‘The Distribution of the Sensible’

The following are a set of questions about Ranciere’s notion of ‘the distribution of the sensible’.

The term ‘distribution’ suggests a work of differential apportionment – aspects of sensibility are made available here, but not there, and to some, but not others.  The definite article ‘the’ suggests that the distribution is a definite state of affairs that has happened.  Although the origins of the distribution is not explained, the definite article suggests that an account of origins is possible.  The notion of distribution can be read both in terms of neutrality (a given statistical distribution), it can also suggest an aspect of agency (a general distributing the spoils of war among his troops).  Is the distribution of the sensible simply an emergent state of affairs or is it an expression of the machinations of power?

Why the emphasis on the ‘sensible’?  Is the term to be understood literally or metaphorically?  Ranciere regularly employs the example of disadvantaged social voices that cannot be heard.  Is it that we literally don’t hear them or, more metaphorically, that we disregard them?  It would seem to be less an issue of how sensibility is distributed (the audibility of particular voices) than whether or not we choose to acknowledge and engage with the disadvantaged.  We hear the homeless person on the streets begging for money, but walk straight by, pretending not to hear.  In any case, if some voices attain prominence it is less because they are somehow more audible, but because they are selected, recorded and broadcast.  The difference is less precisely at the level of sensibility than of selective, socially inscribed currency.

The notion of the sensible seems to point to something more materially bound than ideology, yet when Ranciere’s notion of the sensible is interrogated at a detailed material-experiential level it seems to fall apart.  Perhaps this is because I am taking the term too literally?  I am unsure.

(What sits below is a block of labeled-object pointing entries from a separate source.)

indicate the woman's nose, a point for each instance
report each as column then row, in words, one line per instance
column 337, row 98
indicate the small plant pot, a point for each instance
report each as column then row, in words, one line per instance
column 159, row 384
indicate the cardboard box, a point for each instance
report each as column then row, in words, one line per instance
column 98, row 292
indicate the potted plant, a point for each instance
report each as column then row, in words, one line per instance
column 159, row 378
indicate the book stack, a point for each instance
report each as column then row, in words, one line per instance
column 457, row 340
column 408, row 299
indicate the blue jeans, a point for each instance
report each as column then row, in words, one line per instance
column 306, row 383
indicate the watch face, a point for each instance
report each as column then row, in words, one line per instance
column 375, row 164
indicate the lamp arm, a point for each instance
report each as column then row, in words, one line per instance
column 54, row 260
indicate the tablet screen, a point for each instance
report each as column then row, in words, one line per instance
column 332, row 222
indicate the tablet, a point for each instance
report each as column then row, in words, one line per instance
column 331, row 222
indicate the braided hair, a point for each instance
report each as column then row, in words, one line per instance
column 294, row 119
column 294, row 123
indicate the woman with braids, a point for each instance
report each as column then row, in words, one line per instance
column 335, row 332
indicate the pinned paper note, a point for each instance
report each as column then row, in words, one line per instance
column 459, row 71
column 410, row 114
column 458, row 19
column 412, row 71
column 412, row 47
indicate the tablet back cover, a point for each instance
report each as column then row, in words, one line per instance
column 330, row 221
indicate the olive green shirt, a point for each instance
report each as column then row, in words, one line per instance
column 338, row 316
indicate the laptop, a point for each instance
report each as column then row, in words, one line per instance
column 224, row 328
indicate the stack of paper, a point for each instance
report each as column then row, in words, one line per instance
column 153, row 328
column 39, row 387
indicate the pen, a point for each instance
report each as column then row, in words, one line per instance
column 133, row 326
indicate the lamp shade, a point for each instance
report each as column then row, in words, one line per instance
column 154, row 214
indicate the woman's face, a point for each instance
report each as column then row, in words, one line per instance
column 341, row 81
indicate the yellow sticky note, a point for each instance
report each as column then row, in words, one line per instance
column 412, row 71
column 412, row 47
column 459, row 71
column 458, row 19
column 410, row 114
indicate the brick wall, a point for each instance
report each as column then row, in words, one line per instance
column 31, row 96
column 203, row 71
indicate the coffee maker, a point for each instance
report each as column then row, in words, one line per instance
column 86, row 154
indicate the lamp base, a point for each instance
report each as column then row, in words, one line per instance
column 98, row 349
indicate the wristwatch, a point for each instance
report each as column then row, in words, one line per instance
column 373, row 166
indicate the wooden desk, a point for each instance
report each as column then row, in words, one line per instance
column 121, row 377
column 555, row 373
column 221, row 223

In some ways the notion of ‘the distribution of the sensible’ appears as a more materially inclined version of linguistic determinism and/or linguistic relativism (I’m unsure which because it remains unclear the extent to which social agents can experience beyond the given sensible-experiential categories without recourse to the radical space of the political and the aesthetic).  Instead then of being unable to think beyond the conceptual constraints of a given language, we are unable to experience things beyond the frame of a given distribution of the sensible.  Yet this seems too crude.  After all, Ranciere devotes a whole book to describing how elements of the 19thc working class found the means, despite their onerous working and living conditions, to become artists and intellectuals.  They worked all day and then refused to sleep at night.  They developed other lives against the grain of the extant distribution of the sensible.  So Ranciere must conceive scope for resistance.  His view must then be more of a sensible relativism…

I guess, just to be as clear as possible, although I acknowledge culturally informed modes of sensible experience, I’d tend to avoid overstating their determining influence, particularly at the level of fundamental sense perception.  While sensible fields and affordances take culturally legible shape, there is always – and intrinsically – a potential for excess, for things to be experienced differently.  This occurs not only in privileged moments of resistance, but all the time, based upon all the complex interests and interactions that constitute sensible experience.  A gallery is a place for quietly viewing art, but it is also a place for kids on a school excursion to muck up, for lonely people to brush up against others, for people without an umbrella to escape the rain.  No sensibly distributed space is ever restricted to the given distribution.